以前、楽天市場・Yahoo!ショッピング・Amazon.co.jp・ポンパレモールのPCサイトを使って商品を探してもらうところを調査してみましたが、今度はスマートフォンではどのように商品を探すのか見てみました。

※今回、文章量が少々多めになっておりますm(_ _)m

調査内容

前回メトロノームを探してもらった方に、同様にメトロノームを、楽天市場Yahoo!ショッピングAmazon.co.jpポンパレモールのiPhoneアプリで探してもらいました。

なお、各サイトのアプリは普段使用していないとのことでした。iPhoneの容量を気にしてのことだそうです。

過去一度メトロノームをPCサイトから探してもらっているので、おおよその価格感やその時に良いと思った商品のイメージは頭の中に多少残っているということを考慮する必要があります。

アイトラッキング動画

まずはアイトラッキング動画をご覧ください。今回は4つのアプリの操作の様子を1つの動画にまとめてみました。


└左から順に、楽天市場Yahoo!ショッピングAmazon.co.jpポンパレモール

楽天市場

以下のような手順で、特に戸惑うこと無く良いと思える商品を発見することができています。

◯『メトロノーム』でキーワード検索
⇒サジェストをタップするか、そのままキーワード検索にするか少し迷います。

◯検索結果ページから、主に写真を見て商品を探す

◯一つの商品(商品A)を、写真→価格の順番に見てタップ

◯商品Aの商品ページ内で送料込価格を確認した後、下部のオススメ商品(商品B)をタップ

◯商品Bは表示価格は安いが、送料別だったので一旦見るのを止める

◯検索キーワードを変更

◯一旦見るのをやめた商品Aを見て「これで良いんだけど…」と発言
⇒実質、この時点で意思が決まっていました。

◯他にもっとオシャレな商品が無いか、念のため検索結果を下の方まで見る

◯送料込の商品Aを再度開く

◯商品Aのレビューを確認する

◯商品Aを買い物かごに追加

Yahoo!ショッピング

こちらも、スムーズに商品を探せました。PCサイトの時は送料無料かどうかを確認するために商品ページへ移動していましたが、今回は検索結果ページに表示される『送料無料』のアイコンで判断できていました。

◯『メトロノーム』でキーワード検索
⇒今度はサジェスト内から『楽器、手芸、コレクション』のカテゴリに絞られるものを選択しました。

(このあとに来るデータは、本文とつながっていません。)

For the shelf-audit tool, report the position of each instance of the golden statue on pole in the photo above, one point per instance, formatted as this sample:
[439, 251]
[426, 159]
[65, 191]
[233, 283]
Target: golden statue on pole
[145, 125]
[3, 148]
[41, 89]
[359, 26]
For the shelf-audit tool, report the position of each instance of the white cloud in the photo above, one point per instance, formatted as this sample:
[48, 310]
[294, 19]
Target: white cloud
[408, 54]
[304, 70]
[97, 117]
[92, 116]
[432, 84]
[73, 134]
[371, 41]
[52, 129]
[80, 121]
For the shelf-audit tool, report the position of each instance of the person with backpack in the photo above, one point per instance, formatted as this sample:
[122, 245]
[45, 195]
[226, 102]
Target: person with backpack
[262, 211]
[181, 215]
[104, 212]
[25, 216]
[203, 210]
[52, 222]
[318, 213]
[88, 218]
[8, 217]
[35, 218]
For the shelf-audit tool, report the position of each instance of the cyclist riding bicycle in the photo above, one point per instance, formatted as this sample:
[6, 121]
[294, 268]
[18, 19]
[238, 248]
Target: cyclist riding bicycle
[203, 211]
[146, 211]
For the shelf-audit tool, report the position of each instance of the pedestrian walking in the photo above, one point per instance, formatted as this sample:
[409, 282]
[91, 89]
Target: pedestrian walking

◯検索結果ページを数秒見て、検索キーワードを『メトロノーム 振り子』に変更

◯表示される商品の多くが、デザイン的にあまり気に入らないものである旨を発言

◯少し価格の高い商品Aをタップ

◯検索結果ページに戻り、先ほど楽天市場で確認した商品と同じもの(商品B)をタップ

◯送料を確認し、別だったので一覧に戻る

◯送料無料の商品Cをタップ

◯商品Cの価格に納得できたので買い物かごに追加
⇒Yahoo!ショッピングのアプリでは、購入にログインが必要ということが伝わらず、2回かごに追加しました。

Amazon.co.jp

やはりスムーズです。チェックした商品はこれまでと全く同じ型番の商品ですが、検索結果ページで白い色のモデルが独立して表示されていたため、今回は白モデルが選ばれました。

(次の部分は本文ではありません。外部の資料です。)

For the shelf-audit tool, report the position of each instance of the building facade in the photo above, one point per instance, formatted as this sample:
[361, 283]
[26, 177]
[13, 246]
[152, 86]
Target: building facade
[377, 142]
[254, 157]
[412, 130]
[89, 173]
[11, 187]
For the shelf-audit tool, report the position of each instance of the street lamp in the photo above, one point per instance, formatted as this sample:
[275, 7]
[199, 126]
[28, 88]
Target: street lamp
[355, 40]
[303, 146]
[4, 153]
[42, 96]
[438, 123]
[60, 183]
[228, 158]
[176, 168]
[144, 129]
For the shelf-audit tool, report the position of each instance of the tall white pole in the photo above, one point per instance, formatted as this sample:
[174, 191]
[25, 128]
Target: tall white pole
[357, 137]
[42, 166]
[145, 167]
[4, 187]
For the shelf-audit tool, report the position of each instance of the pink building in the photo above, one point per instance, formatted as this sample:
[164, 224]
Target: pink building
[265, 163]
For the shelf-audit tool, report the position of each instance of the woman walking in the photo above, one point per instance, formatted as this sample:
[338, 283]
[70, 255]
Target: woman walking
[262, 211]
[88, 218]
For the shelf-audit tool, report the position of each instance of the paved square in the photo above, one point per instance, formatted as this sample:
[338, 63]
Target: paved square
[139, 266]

◯サジェストを使い『メトロノーム 振り子』でキーワード検索

◯先程までと同じ型番の商品のうち、白い色の物が大きな画像で表示されており、気になってタップ(商品A)

◯検索結果ページへ戻る
⇒戻る動作が上手く動かない

◯同じ型番の黒いモデルをタップ(商品B)、同じ価格であることを確認

◯検索結果ページへ戻り、先ほどの白い商品Aをタップ

◯到着日を確認し、『今すぐ買う』をタップ

ポンパレモール

※時折アイトラッカーが隠れてしまい、トラッキングできていない箇所が発生してしまいました。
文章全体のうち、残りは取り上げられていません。